A versatile cryo-transfer system, connecting cryogenic focused ion beam sample preparation to atom probe microscopy

Abstract

Atom probe tomography (APT) is a powerful technique to obtain 3D chemical and structural information, however the 'standard' atom probe experimental workflow involves transfer of specimens at ambient conditions. The ability to transfer air- or thermally-sensitive samples between instruments while maintaining environmental control is critical to prevent chemical or morphological changes prior to analysis for a variety of interesting sample materials. In this article, we describe a versatile transfer system that enables cryogenic- or room-temperature transfer of specimens in vacuum or atmospheric conditions between sample preparation stations, a focused ion beam system (Zeiss Crossbeam 540) and a widely used commercial atom probe system (CAMECA LEAP 4000X HR). As an example for the use of this transfer system, we present atom probe data of gallium- (Ga)-free grain boundaries in an aluminum (Al) alloy specimen prepared with a Ga-based FIB.

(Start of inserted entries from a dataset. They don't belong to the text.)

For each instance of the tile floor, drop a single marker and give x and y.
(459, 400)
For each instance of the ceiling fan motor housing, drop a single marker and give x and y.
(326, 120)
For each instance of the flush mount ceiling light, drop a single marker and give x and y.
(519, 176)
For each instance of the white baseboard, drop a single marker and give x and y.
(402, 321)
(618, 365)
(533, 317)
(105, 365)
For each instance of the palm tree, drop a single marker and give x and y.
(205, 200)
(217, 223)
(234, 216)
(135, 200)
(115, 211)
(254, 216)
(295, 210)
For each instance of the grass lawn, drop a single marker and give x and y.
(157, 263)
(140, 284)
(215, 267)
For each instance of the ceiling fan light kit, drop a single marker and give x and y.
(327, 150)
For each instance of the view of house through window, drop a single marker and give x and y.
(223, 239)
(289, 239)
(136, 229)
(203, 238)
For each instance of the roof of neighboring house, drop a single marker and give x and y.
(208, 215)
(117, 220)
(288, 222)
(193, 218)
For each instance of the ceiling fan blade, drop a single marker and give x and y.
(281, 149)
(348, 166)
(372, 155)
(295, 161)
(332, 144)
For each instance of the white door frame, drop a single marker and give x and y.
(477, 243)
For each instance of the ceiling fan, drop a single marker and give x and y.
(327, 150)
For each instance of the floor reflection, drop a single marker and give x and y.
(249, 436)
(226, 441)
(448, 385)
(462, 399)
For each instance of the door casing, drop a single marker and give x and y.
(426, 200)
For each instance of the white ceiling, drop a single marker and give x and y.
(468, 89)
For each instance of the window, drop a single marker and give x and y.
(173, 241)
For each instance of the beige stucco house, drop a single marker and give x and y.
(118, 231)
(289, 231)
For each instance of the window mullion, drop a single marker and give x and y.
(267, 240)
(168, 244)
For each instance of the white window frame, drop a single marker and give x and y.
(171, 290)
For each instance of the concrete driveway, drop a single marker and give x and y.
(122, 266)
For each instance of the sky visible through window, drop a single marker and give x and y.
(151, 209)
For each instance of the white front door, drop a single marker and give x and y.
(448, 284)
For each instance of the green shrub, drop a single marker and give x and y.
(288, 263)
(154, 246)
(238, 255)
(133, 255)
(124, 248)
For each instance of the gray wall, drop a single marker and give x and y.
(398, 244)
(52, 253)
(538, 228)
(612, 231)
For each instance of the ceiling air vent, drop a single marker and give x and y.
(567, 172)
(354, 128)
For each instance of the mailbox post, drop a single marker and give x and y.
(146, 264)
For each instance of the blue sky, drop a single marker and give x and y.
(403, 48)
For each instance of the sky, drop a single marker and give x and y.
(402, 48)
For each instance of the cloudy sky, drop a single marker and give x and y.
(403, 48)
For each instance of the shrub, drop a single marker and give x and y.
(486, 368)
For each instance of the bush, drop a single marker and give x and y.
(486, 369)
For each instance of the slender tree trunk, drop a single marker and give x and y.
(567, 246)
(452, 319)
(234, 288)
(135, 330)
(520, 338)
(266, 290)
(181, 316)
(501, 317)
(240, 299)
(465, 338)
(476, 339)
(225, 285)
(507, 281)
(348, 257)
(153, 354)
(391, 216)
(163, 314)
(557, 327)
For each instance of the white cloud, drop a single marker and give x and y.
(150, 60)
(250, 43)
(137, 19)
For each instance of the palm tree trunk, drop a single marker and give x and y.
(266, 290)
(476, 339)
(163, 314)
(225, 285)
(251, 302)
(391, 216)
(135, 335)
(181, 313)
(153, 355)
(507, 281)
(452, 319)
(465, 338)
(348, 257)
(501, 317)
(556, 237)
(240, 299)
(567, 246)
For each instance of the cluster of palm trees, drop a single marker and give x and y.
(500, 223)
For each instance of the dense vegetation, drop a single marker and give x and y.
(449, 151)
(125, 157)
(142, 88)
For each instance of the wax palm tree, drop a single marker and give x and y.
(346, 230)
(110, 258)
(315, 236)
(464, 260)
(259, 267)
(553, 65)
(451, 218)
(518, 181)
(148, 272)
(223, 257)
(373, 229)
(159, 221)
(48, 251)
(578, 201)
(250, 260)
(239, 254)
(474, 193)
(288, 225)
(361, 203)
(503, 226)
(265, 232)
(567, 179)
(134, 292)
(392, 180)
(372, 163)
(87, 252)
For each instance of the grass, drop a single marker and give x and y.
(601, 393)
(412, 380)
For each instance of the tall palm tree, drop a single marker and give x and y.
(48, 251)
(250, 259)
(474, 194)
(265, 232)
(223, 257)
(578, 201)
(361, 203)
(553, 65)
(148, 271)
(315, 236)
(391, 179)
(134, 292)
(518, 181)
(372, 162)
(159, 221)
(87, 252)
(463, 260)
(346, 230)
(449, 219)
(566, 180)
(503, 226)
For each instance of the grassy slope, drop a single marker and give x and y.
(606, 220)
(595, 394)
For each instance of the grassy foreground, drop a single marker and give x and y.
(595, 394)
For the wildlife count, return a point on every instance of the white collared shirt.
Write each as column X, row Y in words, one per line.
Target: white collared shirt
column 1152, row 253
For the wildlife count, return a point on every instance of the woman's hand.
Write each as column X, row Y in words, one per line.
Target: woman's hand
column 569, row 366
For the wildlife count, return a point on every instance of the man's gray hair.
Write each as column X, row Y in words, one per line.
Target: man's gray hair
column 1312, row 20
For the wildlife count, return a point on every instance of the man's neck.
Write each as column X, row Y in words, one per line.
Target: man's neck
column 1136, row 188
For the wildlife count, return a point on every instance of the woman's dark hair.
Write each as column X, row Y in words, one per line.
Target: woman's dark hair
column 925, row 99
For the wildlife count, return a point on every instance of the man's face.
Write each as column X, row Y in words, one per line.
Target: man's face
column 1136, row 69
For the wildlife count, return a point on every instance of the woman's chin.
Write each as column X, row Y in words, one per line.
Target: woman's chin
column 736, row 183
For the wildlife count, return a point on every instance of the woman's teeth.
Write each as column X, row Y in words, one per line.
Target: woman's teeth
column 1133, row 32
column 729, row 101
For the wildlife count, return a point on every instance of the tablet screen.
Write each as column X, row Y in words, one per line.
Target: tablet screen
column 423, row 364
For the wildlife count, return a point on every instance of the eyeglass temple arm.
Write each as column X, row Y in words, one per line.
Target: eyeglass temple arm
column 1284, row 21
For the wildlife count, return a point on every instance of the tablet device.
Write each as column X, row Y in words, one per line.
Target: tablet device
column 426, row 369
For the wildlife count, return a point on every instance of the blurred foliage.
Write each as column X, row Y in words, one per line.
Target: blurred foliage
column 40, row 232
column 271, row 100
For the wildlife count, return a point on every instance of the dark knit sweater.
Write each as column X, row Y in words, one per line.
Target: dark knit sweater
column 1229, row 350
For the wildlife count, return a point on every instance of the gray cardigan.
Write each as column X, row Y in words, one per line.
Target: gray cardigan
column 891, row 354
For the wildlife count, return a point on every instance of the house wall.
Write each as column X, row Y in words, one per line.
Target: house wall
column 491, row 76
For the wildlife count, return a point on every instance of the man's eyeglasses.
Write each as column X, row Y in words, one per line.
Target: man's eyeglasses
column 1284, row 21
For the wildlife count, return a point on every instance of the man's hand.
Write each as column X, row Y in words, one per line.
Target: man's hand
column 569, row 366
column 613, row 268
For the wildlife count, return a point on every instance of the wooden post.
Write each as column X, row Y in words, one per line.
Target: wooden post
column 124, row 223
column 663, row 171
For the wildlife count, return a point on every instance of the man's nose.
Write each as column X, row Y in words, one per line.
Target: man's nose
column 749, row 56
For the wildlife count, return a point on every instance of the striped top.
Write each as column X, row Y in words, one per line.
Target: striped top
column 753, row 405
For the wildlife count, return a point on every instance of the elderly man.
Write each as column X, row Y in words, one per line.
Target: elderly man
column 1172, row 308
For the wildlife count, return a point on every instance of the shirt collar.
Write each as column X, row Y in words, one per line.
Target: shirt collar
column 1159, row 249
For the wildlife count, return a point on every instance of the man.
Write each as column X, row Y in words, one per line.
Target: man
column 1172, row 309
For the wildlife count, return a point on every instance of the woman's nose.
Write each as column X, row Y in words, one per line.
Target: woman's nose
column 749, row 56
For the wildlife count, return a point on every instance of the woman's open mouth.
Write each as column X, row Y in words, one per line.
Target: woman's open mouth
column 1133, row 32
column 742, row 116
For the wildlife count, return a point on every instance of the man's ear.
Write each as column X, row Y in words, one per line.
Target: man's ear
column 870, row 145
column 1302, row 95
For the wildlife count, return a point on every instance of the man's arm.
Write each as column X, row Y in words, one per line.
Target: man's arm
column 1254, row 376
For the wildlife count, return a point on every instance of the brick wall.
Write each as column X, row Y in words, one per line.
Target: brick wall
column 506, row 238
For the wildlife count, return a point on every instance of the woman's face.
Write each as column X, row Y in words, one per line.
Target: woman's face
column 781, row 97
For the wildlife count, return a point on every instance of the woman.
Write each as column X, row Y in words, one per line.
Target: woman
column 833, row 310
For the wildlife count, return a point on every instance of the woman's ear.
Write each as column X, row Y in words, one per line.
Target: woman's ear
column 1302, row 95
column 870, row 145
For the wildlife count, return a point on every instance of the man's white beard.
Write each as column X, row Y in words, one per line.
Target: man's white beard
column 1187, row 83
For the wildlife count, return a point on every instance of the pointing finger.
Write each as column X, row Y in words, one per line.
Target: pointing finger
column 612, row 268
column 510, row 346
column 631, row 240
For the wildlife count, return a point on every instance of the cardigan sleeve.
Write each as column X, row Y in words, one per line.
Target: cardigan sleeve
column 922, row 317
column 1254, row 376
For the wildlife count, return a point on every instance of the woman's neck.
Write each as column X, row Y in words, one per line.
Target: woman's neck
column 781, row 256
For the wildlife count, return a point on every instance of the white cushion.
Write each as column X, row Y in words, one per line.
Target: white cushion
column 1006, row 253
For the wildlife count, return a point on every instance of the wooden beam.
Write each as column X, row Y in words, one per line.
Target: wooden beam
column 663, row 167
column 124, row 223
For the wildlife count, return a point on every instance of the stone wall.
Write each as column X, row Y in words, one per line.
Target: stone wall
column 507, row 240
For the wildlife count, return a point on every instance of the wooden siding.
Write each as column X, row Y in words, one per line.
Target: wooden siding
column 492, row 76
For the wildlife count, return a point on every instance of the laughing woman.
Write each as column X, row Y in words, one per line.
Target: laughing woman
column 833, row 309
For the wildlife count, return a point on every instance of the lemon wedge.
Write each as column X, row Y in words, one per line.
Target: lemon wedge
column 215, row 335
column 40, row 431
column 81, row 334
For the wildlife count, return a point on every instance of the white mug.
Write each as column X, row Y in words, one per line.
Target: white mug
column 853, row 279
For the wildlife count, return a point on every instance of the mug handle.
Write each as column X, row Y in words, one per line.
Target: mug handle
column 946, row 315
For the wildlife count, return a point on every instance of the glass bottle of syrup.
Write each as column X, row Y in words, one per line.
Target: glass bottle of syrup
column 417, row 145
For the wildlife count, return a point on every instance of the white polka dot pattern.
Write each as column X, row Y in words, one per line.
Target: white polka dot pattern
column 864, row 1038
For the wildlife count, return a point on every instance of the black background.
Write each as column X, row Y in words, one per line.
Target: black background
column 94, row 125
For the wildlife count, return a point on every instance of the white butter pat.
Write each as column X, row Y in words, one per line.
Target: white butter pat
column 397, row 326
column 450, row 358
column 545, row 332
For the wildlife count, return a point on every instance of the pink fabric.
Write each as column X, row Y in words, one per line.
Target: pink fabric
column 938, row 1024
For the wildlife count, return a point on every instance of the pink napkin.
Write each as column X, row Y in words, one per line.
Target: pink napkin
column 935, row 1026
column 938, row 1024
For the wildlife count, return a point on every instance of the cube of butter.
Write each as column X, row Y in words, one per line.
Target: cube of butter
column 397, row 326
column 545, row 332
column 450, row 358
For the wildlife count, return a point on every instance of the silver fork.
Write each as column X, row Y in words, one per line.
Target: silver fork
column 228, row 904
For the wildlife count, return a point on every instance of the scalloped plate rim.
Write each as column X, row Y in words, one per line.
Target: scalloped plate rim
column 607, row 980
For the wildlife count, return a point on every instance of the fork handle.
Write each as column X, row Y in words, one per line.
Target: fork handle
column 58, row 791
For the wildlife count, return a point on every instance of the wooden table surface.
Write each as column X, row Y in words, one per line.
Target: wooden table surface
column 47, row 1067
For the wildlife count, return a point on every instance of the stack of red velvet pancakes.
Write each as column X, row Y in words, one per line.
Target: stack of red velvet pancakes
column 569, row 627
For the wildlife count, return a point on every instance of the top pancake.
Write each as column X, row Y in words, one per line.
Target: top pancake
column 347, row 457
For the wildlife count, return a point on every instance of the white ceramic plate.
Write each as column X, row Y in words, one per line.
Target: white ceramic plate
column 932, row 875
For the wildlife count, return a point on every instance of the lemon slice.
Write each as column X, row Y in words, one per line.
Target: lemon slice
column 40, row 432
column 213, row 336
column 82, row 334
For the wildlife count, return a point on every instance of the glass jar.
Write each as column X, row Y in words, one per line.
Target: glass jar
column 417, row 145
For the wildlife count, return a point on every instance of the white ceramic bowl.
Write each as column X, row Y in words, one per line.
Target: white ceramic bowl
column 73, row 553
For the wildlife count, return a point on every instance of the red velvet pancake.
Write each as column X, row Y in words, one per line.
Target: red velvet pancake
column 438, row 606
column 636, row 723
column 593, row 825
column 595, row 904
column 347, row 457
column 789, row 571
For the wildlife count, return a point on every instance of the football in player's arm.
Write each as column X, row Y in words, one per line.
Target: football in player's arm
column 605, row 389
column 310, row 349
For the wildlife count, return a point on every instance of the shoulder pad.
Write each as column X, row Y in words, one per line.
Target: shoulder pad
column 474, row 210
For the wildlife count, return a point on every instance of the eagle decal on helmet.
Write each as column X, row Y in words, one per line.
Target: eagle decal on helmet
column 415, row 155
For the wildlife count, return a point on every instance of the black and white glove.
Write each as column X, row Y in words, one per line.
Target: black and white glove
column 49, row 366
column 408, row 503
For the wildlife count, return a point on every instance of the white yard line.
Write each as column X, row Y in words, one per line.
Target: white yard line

Fig 1. An experimental overview of the transfer system.

In a) the workflow is shown with transfer times. Custom components designed and built as part of this work are blue while existing systems are black A schematic overview in b) shows the FIB transfer device connected directly to a Zeiss Crossbeam 540 FIB/SEM. Prepared samples can be transferred with an actively cooled transfer device (ACTD) that interfaces with existing instrument load locks (LL) into a CAMECA LEAP. AC: analysis chamber, BC: buffer chamber, RT: room temperature.

Fig 2. The cryo stage and FIB transfer device (FIBTD) enable characterization, sample preparation and transfer at cryogenic conditions.

a) A custom 54° pre-tilted FIB cryo-shuttle mounted on the Quorum cryo-stage with key components and directions labeled. b) Rendered CAD drawing of the FIBTD indicating the flexible bellows coupling, 1, and the two possible connection points for the actively cooled transfer device (ACTD). c) The FIBTD connects directly to the existing FIB load-lock. d) The non-pre-tilted (top) and 54° pre-tilted FIB cryo-shuttles (bottom) attach to the end of the FIBTD with a bayonet connection and are thermally-isolated from the transfer rod with a polyether ether ketone end-component, 2.

Fig 3. The actively cooled transfer device (ACTD) and the double nipple sample shuttle enable transfers to the atom probe.

a) Photo of the ACTD showing the valve open and the copper end-component (labeled 1) extended. b) The rendered cross-section of the ACTD shows the threaded connection between the liquid nitrogen (LN₂) cold finger and the copper end-component (1). A low thermal conductivity PEEK component (2) thermally isolates the end-component from the rest of the transfer rod. Temperature is measured at the cold finger using a thermocouple (TC). c) A higher magnification inset of b) more clearly shows how the double nipple screws into the copper end-component during transfers, resulting in the atom probe tip being shielded. d) Transfers between the FIBTD and ACTD are enabled by the two-threaded double nipple that has a right-handed screw (RHS) thread and a left-handed screw (LHS) thread.

Fig 4. Samples are handed-off between the FIBTD and the ACTD while the FIBTD is connected to the FIB load lock (LL).

a) CAD drawing depicting the 54° connection between the FIBTD and the ACTD. The perpendicular port for the ACTD that is labeled ACTD 2 can be used with the FIB cryo shuttles that are not pre-tilted. b) The connected transfer devices interface directly to the Zeiss load lock. When the FIB cryo shuttle is first removed from the FIB, c), it must be rotated 90° along the axis of the FIBTD transfer rod to line-up with the ACTD as shown in d). The copper end-component of the ACTD then surrounds the sample, e) as the double nipple is passed from the FIBTD to the ACTD.

Fig 5. Modifications were made to a LEAP to enable cryo/environmental transfers.

a) The rendered CAD drawing indicates the modifications to the LEAP, described in the text. A detailed view of the cryogenic-stage, is shown in b) with a custom LEAP shuttle in place as it would be during the hand-off of the sample and double nipple from the ACTD. The region highlighted with an orange box in a) is shown in c) to illustrate the movement of the cryo-stage from the perspective of the analysis chamber. d) A photo shows in detail the connection of the ACTD to the LEAP.

Fig 6. Results of cryo-preparation of nanocrystalline-Al.

a) microstructure and resulting sample in the LEAP, showing no frost formation. b) overview of the reconstructed dataset. The red box corresponds to the data shown in c) detail of grain boundary showing change in crystallography and distribution of Ga. No segregation of Ga is visible at the grain boundary. d) Concentration profile of Ga across the grain boundary depicted in c). e) Concentration of Ga along the entire dataset, exhibiting a typical implantation profileNo enrichment at the grain boundary is observed.